Extender dos rectángulos de hoja de plátano por tamal, cruzados perpendicularmente. En el centro de cada pareja, colocar: una taza colmada de masa extendida a un círculo de 15 cm, un pedazo de cerdo en la parte superior, luego rebanada de papa, tira de pimiento, dos aceitunas, un pequeño montón de pasas, una cucharada de arroz precocido, y dos ramitas de hierbabuena.
Doblar la hoja inferior sobre el relleno, luego los lados, luego la superior — formando un paquete sellado de unos 12×8 cm. Envolver la segunda hoja alrededor perpendicular a la primera para seguridad extra. Atar firmemente con cordel en ambas direcciones, haciendo una cruz.
Alinear el fondo de una olla grande con restos de hoja de plátano y algunos palillos de madera cruzados (para mantener los tamales fuera del agua). Apilar tamales en posición vertical. Añadir agua para que suba una tercera parte del lado de los tamales.
Cubrir firmemente, pesar la tapa con un plato pesado, y cocinar al vapor a fuego medio-bajo durante 3 horas. Verificar agua cada 45 minutos y rellenar con agua hirviendo según sea necesario. Nunca dejar que se seque.
Retirar del calor y dejar la olla reposando sellada 20 minutos. Desatar un tamal inmediatamente da una masa más suave y acuosa; reposar deja que se firme.
Colocar cada tamal sin abrir en un plato. Cada comensal desata el suyo, comiendo directamente de la hoja con un tenedor. Servir con pan, café dulce, y jugo de naranja.
Yerbabuena (hierbabuena) es esencial y distinta de la menta pimienta — su aroma más suave define el nacatamal nicaragüense versus los tamales hondureños o guatemaltecos.
Manteca de cerdo, no manteca vegetal, es la diferencia entre auténtica y aproximada. La grasa vegetal sabe plana y no lleva el color de achiote de la misma manera.
No saltar batir la masa durante los 5 minutos completos — la masa poco batida cocina densa y gomosa. La masa adecuadamente batida flota cuando se cae en un vaso de agua.
Estilo León añade rebanadas de tomate y salta las pasas.
Versión urbana de Managua usa salsa de tomate licuada en la masa para un color más rojo.

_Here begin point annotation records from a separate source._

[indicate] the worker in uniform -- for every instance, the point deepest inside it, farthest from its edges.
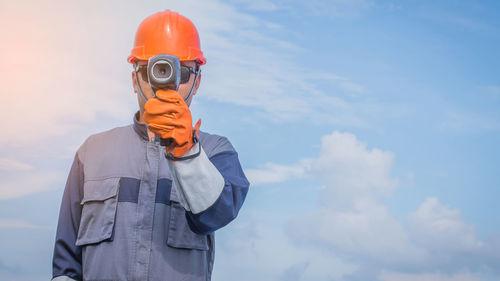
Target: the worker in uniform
(133, 209)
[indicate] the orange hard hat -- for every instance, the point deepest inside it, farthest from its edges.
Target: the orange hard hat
(169, 33)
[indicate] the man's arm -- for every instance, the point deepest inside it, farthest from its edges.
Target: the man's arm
(211, 190)
(67, 259)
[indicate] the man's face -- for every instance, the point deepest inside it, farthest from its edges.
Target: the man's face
(183, 90)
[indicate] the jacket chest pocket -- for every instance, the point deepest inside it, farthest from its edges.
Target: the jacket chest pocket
(100, 200)
(179, 234)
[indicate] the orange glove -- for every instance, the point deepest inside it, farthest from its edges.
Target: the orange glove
(168, 116)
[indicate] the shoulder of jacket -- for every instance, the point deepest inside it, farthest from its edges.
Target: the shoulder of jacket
(214, 144)
(104, 138)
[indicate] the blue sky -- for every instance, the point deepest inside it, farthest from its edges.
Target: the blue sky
(368, 129)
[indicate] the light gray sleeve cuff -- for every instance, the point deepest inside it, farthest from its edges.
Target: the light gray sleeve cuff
(197, 181)
(63, 278)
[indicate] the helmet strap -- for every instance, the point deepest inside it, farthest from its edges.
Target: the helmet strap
(198, 72)
(136, 70)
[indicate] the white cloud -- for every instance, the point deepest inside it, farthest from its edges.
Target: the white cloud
(13, 165)
(273, 173)
(19, 185)
(260, 241)
(352, 172)
(441, 229)
(352, 222)
(65, 71)
(395, 276)
(14, 223)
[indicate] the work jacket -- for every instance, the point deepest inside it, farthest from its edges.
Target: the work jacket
(129, 213)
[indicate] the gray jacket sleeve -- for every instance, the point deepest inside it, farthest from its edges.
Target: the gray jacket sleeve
(211, 189)
(67, 258)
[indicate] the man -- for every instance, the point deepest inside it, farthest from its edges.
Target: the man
(135, 210)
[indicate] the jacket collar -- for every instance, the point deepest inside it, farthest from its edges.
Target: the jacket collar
(140, 128)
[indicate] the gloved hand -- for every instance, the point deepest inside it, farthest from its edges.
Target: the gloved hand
(169, 116)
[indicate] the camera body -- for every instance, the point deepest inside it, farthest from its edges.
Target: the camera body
(164, 72)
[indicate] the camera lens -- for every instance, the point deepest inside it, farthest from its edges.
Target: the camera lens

Vegetariano: reemplazar cerdo con una rebanada gruesa de calabaza y añadir una ramita de hierbabuena extra.
Tamales envueltos guardan 5 días refrigerados. Re-cocinar al vapor 25 minutos para revivir. Congelar hasta 3 meses; cocinar desde congeladas, añadiendo 45 minutos.
Nacatamales descienden de paquetes precolombinos de maíz y juego de Nahua y Chorotega documentados en toda Mesoamérica antes del contacto español. La adición española de cerdo, pasas, y aceitunas — ingredientes mediterráneos — transformó el tamal indígena en la forma festiva que los nicaragüenses comen hoy, establecida en su forma actual por el siglo XVIII en León y Granada colonial.
Dos causas comunes — no batiste suficiente aire en la mezcla de manteca-masa (debe ser esponjosa como masa de pastel), o tu vapor se ejecutó bajo y la masa se cocinó demasiado lentamente. Batir 5 minutos mínimo y verificar agua cada 45 minutos.
Puedes pero cambia el plato — las hojas de plátano imparten un aroma tipo té que es parte de la identidad del nacatamal. Las hojas de maíz dan un carácter más mexicano. Si debes, envolver doble y añadir unos gotas de humo líquido para imitar el sabor de la hoja.
Los tamales mexicanos son pequeños (80–120 g), envueltos en hojas de maíz, y cocidos al vapor 1 hora. Los nacatamales son enormes (400–500 g), envueltos en hojas de plátano, contienen arroz e hierbabuena, y se cocinan al vapor 3 horas. Son casi una comida y media cada uno.
Mezclar partes iguales de jugo de naranja fresco y jugo de limón fresco con una pizca de cáscara de naranja. La combinación imita la agridulce amargura de la naranja agria de Sevilla usada en la cocina nicaragüense.